Если верить книге Альбера Мемми (родившегося в 1920 году в Тунисе в бедной еврейской семье), роль откровения играет первичная сцена. Ребенок внезапно осознает, что смотрит на родителей глазами другого: «В первый раз я увидел их смущенными и стыдящимися самих себя… Они говорили шепотом, наверное стесняясь своего диалекта, который показался мне вульгарным и неуместным». И наоборот — с очень раннего возраста, но постепенно, и тоже глядя на своих родителей, главный герой романа Низана, Антуан Блуайе, сын железнодорожника (как и отец автора), начинает испытывать классовое чувство, на котором базируется его самоощущение: «Подрастая, Антуан начинал страдать от многих вещей, которые он замечал: от того, например, что родителям его подавали в замаскированном виде милостыню, посылая им зато, что они покорны и почтительны, старые брюки, старые куртки, еще очень пригодные для спин, менее требовательных, чем у прежних их хозяев. Мать его из уважения должна была стирать белье у начальника станции: в таких услугах не приходится отказывать тем, от кого зависишь. Отцу платили деньги за выполняемые им мелкие поручения»[46].
Но это может быть и взгляд другого на тебя в отсутствие родителей, вызывающий неведомое ранее чувство, что ты вместе с ними стал мишенью для когогто третьего. Альбер Коэн в одном из интервью рассказывает о своем первом столкновении с антисемитизмом во Франции. После погрома его родители бежали с Корфу в Марсель (где его одноклассником по лицею оказался Марсель Паньоль): «Однажды, выйдя из школы, я остановился перед лотком уличного торговца, который продавал универсальный пятновыводитель. Я до сих пор помню это так, как будто все случилось вчера. Продавец был высок ростом, с пшеничными усами. Внезапно он пристально посмотрел на меня: „Ты, маленький жиденок!
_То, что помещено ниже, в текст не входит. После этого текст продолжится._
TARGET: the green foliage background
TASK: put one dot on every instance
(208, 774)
Кхе-кхе, твой отец международный финансовый воротила, ты стрижешь купоны, кхе-кхе, и любишь деньги, ты обводишь вокруг пальца честных христиан. Проваливай отсюда, нечего тебе здесь делать. Катись обратно в Иерусалим“. Никто вокруг не вступился за меня. Совершенно ошеломленный, я ушел один, опозоренный маленький мальчик. Я не вернулся домой, я бродил по улицам, потом поплелся на вокзал, охваченный мыслью уехать. Я чувствовал себя навсегда отрезанным от других»[47].
Еще одна первичная сцена: стыд мальчика-сироты, лишившегося дома, стыд Камю, оказавшегося в бедном квартале Алжира, рассказанный от лица Жака Кормери, ребенка из романа «Первый человек». Он учится на деньги государства, его отец погиб на войне, мать работает приходящей прислугой. Что писать в разделе «Род занятий родителей»? Сперва он пишет «домохозяйка». Нет, говорит ему его приятель Пьер (сам-то он может похвастаться матерью — «сотрудницей почтового ведомства»), это не подходит, «я думаю, надо писать „домработница“». «Жак принялся писать и остановился, чувствуя одновременно стыд и стыд из-за того, что ему стыдно».
Камю тщательно препарирует процесс приучения к стыду. «Сам по себе ребенок — ничто. Его представляют родители. Через их посредство он определяет себя, через их посредство его определяет мир. Именно они судят его по-настоящему, то есть без права обжалования, а Жак только что открыл для себя суд мира и вместе с ним свой собственный суд над дурным сердцем — его сердцем. Он не мог знать, что, став мужчиной, человек меньше заслуживает того, чтобы не знать этих дурных чувств. Ибо нас судят — худо ли, хорошо ли — за то, что мы есть, и куда меньше — за нашу семью, а порой случается, что уже семью судят за то, каким вырос ребенок, ставший мужчиной. Но лишь невиданная, героическая сердечная чистота позволила бы Жаку не страдать от открытия, которое он только что сделал, и лишь немыслимая униженность позволила бы принять без ярости и стыда это страдание из-за того, что она открывала ему в нем самом».